Этот долдон мордоренковский держал своих скаковых лошадей, им подошла пора выступать в Москве, но в чём-то провинился Евстигней перед отцом, и тот в наказанье велел ему вместо московских скачек ехать в Париж. И лошадино-здоровый Евстигней, не пропускавший в экономии ни одной девки, ни даже гувернантки, тут сел и рыдал двое суток, размазывая слезы, и просил не гнать его в Париж.
– Или как они на здешних балах женщин качают! – тряслась Ксенья.
Как качают юбиляров, так пьяные экономисты на своих диких сборищах подхватывали молодых женщин, своих же жён и невесток, да подбрасывали их в дюжину рук, чтобы платья развевались, и норовя за ляжку схватить. (Надменно держась среди экономистов, Роман с таких балов Ирину уводил, чем обижал всех очень).
– Вообще – судьба! На визитной карточке, представляешь: Ксения Захаровна Томчак! Так и несёт не то тачанкой, не то овечьей шкурой, в порядочном доме и не примут.
– Но если бы не эти овцы, Сенечка, ты б не увидела ни гимназии, ни курсов…
– Да лучше б и не увидела! Не знала б, что потеряла.
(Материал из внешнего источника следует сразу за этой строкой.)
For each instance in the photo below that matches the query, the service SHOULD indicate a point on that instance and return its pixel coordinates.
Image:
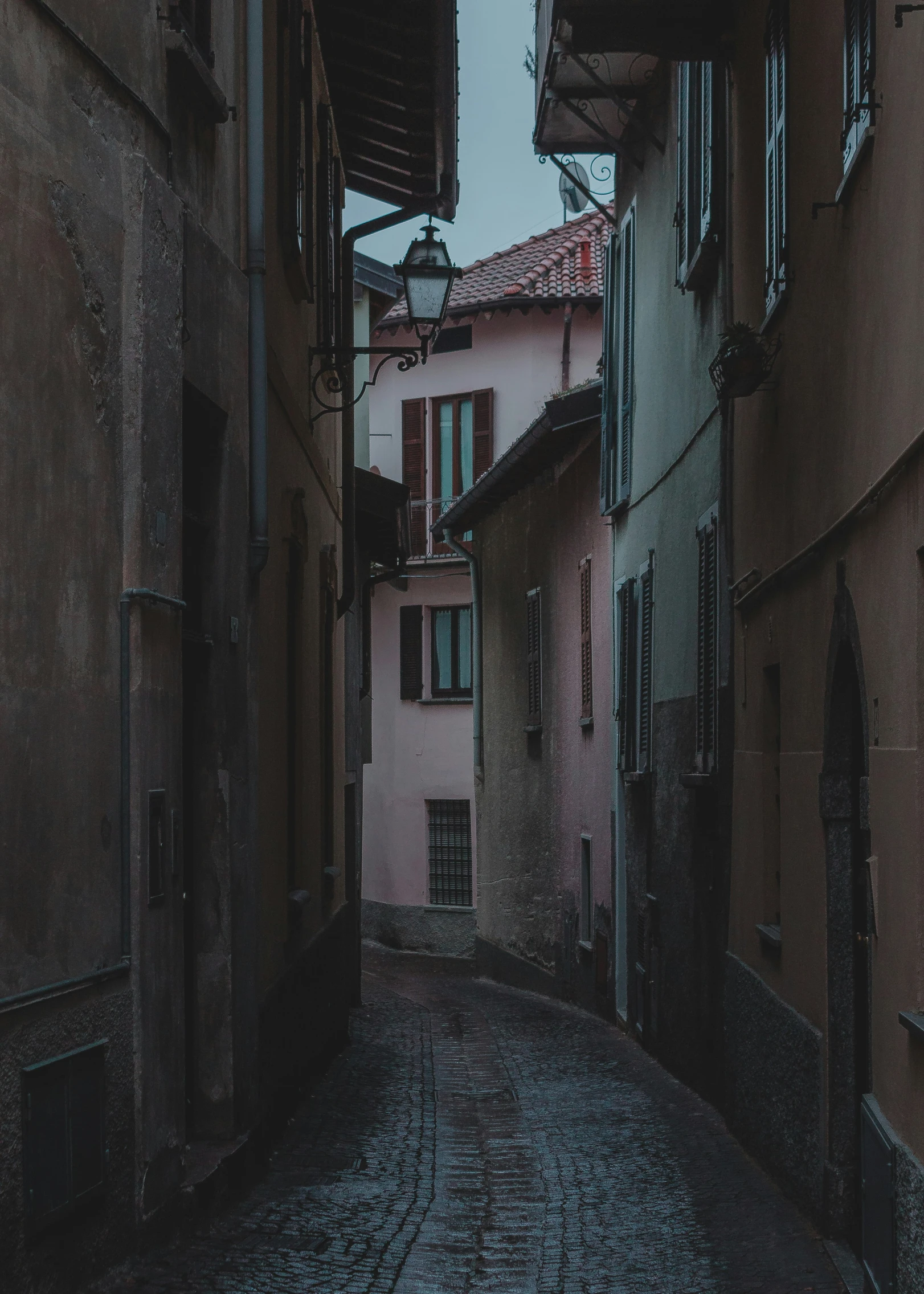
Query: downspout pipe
(347, 419)
(256, 283)
(129, 597)
(475, 651)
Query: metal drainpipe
(475, 652)
(566, 349)
(256, 280)
(347, 421)
(126, 601)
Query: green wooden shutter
(411, 652)
(625, 672)
(627, 355)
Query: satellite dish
(573, 198)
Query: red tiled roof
(565, 263)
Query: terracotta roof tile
(565, 263)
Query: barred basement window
(860, 73)
(777, 46)
(587, 650)
(624, 681)
(449, 826)
(534, 659)
(707, 642)
(64, 1135)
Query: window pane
(465, 646)
(443, 650)
(465, 442)
(445, 476)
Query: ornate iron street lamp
(429, 276)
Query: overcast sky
(505, 193)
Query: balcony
(423, 514)
(597, 60)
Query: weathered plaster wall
(421, 750)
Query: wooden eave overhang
(393, 79)
(622, 42)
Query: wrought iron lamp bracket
(332, 374)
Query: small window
(64, 1134)
(157, 844)
(697, 205)
(451, 651)
(411, 652)
(587, 647)
(860, 72)
(707, 643)
(449, 852)
(777, 46)
(534, 659)
(587, 892)
(619, 363)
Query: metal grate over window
(449, 824)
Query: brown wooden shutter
(482, 431)
(534, 658)
(411, 652)
(413, 469)
(587, 660)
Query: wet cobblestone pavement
(480, 1139)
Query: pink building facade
(523, 325)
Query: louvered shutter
(482, 432)
(411, 652)
(707, 645)
(534, 658)
(610, 398)
(413, 469)
(625, 672)
(681, 214)
(627, 355)
(775, 149)
(646, 626)
(587, 658)
(707, 146)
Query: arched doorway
(844, 808)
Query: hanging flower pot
(745, 361)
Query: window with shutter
(411, 652)
(627, 383)
(329, 232)
(413, 470)
(777, 39)
(860, 59)
(697, 206)
(294, 144)
(707, 643)
(587, 651)
(625, 673)
(645, 656)
(534, 658)
(610, 395)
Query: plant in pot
(743, 363)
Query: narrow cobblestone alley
(487, 1139)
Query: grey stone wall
(774, 1082)
(421, 929)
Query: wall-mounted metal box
(64, 1134)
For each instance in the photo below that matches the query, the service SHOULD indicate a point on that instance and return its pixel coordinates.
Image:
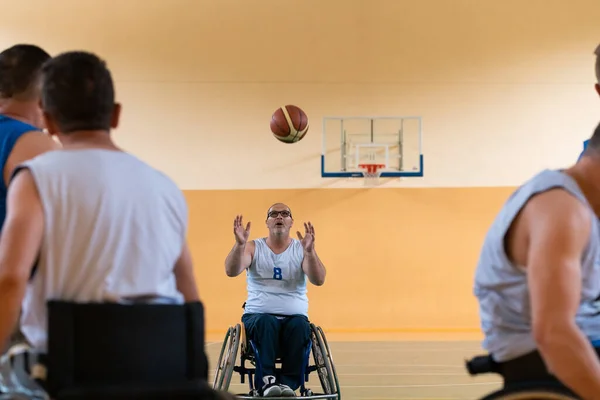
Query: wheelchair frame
(485, 364)
(236, 338)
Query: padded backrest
(108, 343)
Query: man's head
(78, 94)
(593, 146)
(279, 219)
(597, 53)
(20, 67)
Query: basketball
(289, 124)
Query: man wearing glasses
(276, 310)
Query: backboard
(351, 141)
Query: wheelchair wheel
(226, 362)
(324, 362)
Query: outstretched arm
(312, 265)
(558, 229)
(19, 246)
(240, 256)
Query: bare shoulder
(560, 211)
(27, 147)
(36, 141)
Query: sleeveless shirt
(10, 131)
(114, 229)
(501, 286)
(276, 282)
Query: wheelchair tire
(227, 358)
(324, 362)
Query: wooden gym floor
(403, 370)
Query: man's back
(114, 229)
(502, 287)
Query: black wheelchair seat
(483, 364)
(133, 351)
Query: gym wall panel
(200, 78)
(505, 88)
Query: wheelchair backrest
(108, 343)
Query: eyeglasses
(284, 214)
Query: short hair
(597, 53)
(594, 143)
(78, 92)
(20, 67)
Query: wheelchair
(542, 390)
(108, 350)
(236, 340)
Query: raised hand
(308, 241)
(241, 233)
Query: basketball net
(371, 173)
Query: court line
(344, 387)
(422, 385)
(401, 365)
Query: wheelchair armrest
(482, 365)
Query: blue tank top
(10, 131)
(501, 286)
(276, 282)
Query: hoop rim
(371, 169)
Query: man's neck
(27, 112)
(587, 175)
(88, 140)
(278, 242)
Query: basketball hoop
(371, 173)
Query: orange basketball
(289, 124)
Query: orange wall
(397, 259)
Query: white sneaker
(270, 388)
(287, 391)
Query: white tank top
(502, 289)
(276, 282)
(114, 228)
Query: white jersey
(114, 229)
(276, 282)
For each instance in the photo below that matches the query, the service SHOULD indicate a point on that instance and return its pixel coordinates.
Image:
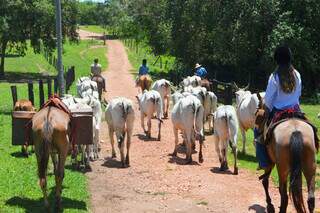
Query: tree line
(234, 39)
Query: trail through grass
(93, 28)
(19, 189)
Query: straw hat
(197, 65)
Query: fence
(69, 76)
(141, 50)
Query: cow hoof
(189, 161)
(200, 159)
(235, 172)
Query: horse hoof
(270, 208)
(201, 160)
(235, 172)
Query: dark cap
(283, 55)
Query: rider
(96, 70)
(282, 93)
(200, 71)
(144, 69)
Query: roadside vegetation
(93, 28)
(19, 187)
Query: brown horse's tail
(47, 131)
(296, 147)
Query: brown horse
(100, 83)
(50, 128)
(144, 82)
(24, 105)
(292, 149)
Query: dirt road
(156, 182)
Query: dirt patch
(156, 182)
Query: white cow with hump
(150, 102)
(187, 116)
(225, 131)
(247, 104)
(120, 119)
(163, 86)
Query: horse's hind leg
(283, 175)
(60, 174)
(265, 183)
(309, 173)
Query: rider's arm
(270, 92)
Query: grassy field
(247, 161)
(19, 189)
(137, 53)
(93, 28)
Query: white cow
(163, 86)
(225, 131)
(187, 116)
(208, 101)
(150, 102)
(90, 151)
(247, 105)
(120, 119)
(193, 81)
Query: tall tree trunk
(3, 55)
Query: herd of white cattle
(193, 107)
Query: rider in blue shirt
(144, 69)
(200, 71)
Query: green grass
(136, 55)
(249, 161)
(19, 189)
(93, 28)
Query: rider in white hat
(200, 71)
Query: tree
(35, 21)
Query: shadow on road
(145, 138)
(37, 205)
(217, 170)
(257, 208)
(112, 163)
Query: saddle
(283, 116)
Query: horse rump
(295, 187)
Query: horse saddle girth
(285, 116)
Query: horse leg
(284, 196)
(159, 132)
(176, 141)
(60, 174)
(243, 134)
(224, 165)
(149, 127)
(189, 149)
(265, 183)
(282, 168)
(128, 147)
(112, 142)
(200, 150)
(42, 153)
(309, 172)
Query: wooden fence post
(55, 85)
(49, 82)
(41, 92)
(14, 94)
(30, 92)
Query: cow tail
(47, 131)
(295, 187)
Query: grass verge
(19, 187)
(93, 28)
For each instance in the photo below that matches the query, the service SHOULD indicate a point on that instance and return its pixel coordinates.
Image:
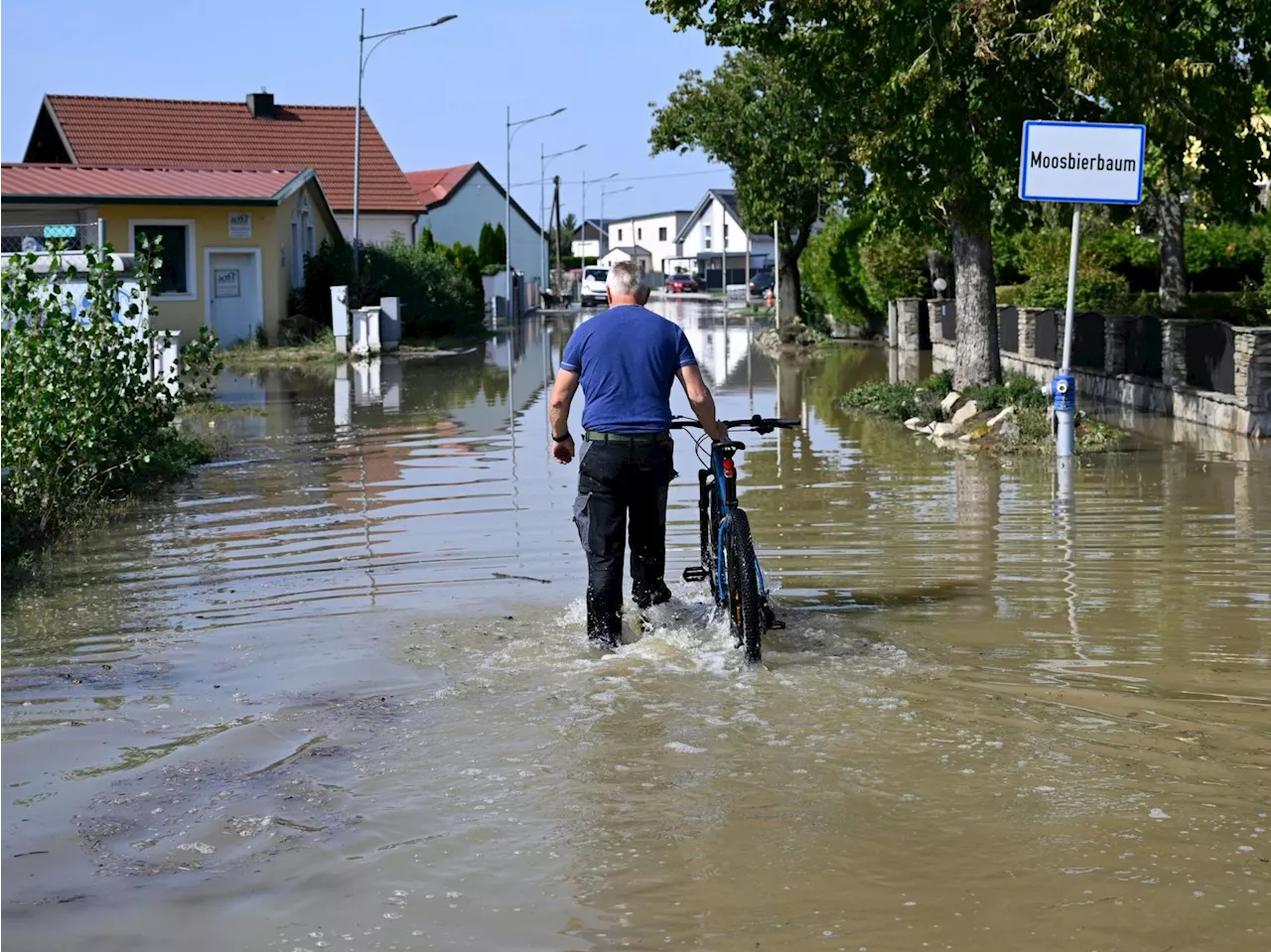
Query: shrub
(1223, 257)
(1096, 290)
(833, 271)
(902, 400)
(1018, 390)
(895, 266)
(81, 418)
(440, 288)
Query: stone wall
(1246, 411)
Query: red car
(679, 284)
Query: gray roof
(727, 198)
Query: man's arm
(558, 413)
(700, 399)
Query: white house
(459, 200)
(657, 235)
(713, 234)
(638, 253)
(591, 239)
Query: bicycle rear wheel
(745, 609)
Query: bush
(1018, 390)
(81, 420)
(440, 288)
(833, 271)
(1224, 257)
(902, 400)
(894, 266)
(1096, 290)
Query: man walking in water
(627, 359)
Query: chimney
(261, 104)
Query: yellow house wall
(271, 236)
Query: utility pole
(362, 59)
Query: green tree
(930, 94)
(786, 164)
(1194, 71)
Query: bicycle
(736, 577)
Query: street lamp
(543, 209)
(585, 184)
(616, 191)
(362, 59)
(507, 195)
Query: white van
(594, 279)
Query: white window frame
(191, 254)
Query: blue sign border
(1024, 160)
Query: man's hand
(563, 452)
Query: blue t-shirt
(627, 358)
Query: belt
(626, 439)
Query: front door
(235, 313)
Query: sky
(439, 96)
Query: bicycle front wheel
(745, 611)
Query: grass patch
(1030, 431)
(23, 542)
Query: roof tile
(18, 181)
(207, 135)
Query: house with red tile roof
(461, 199)
(255, 134)
(234, 240)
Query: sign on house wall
(1087, 163)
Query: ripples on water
(993, 722)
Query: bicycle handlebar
(761, 425)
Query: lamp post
(585, 184)
(616, 191)
(543, 207)
(512, 128)
(362, 59)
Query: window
(302, 240)
(176, 273)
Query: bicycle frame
(721, 480)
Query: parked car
(679, 284)
(593, 290)
(762, 282)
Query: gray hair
(626, 277)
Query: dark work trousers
(620, 483)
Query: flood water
(335, 692)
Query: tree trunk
(1174, 267)
(790, 286)
(788, 253)
(976, 299)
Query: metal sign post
(1083, 163)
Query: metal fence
(1210, 349)
(48, 236)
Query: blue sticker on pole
(1062, 390)
(1087, 163)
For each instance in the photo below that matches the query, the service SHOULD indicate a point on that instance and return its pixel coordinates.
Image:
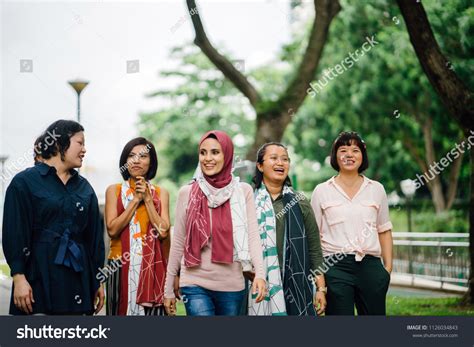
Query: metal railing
(442, 257)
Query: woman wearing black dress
(52, 230)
Вышла б за такого печенега с десятью мельницами, фотографировалась бы как каменная баба позади мужниного стула…
– А тем не менее, – вговаривала Ирина с тихой настойчивостью, – народные основы…
– Здесь – народные основы?? Печенежские?!
– Вот здешнее всё, – упрямо вела Ирина, с челом прихмуренным, и напряжена была её изгибистая высокая шея с голубыми прожилками, – гораздо ближе к народным основам, чем твои просвещённые Харитоновы, равнодушные к России.
Ксенья загорячилась, заёрзала в гамаке, упёрлась в тугие ромбы:
– Боже мой, ну откуда у тебя эти неподвижные категорические суждения! Никогда ты никого Харитоновых не видела – почему ты их так терпеть не можешь? Все честные, все труженики – чем тебе их семья не угодила?!
От резких поворотов Ксеньи через ячейку гамака провалилась книжка.
Ирина уверенно покачивала голову с башенкой накрученных волос:
– Никого не видела, а всех таких знаю. Они все только клянутся народом, а к России…
– Но Харитоновых – не смей! не трогай! – уже раздражилась. Ксенья.
Ну, не так повела, Ирина раскаивалась. Не надо было Харитоновых прямо. Но:
– Мне горько, Сенечка, что тебе всё здесь стыдно и смешно. Правда, многое. Но зато и народная жизнь, самая твердь под почвой. Тут – и хлеб родится, не в Петербурге. Тебе – и посты лишние. А в постах – люди вырастают.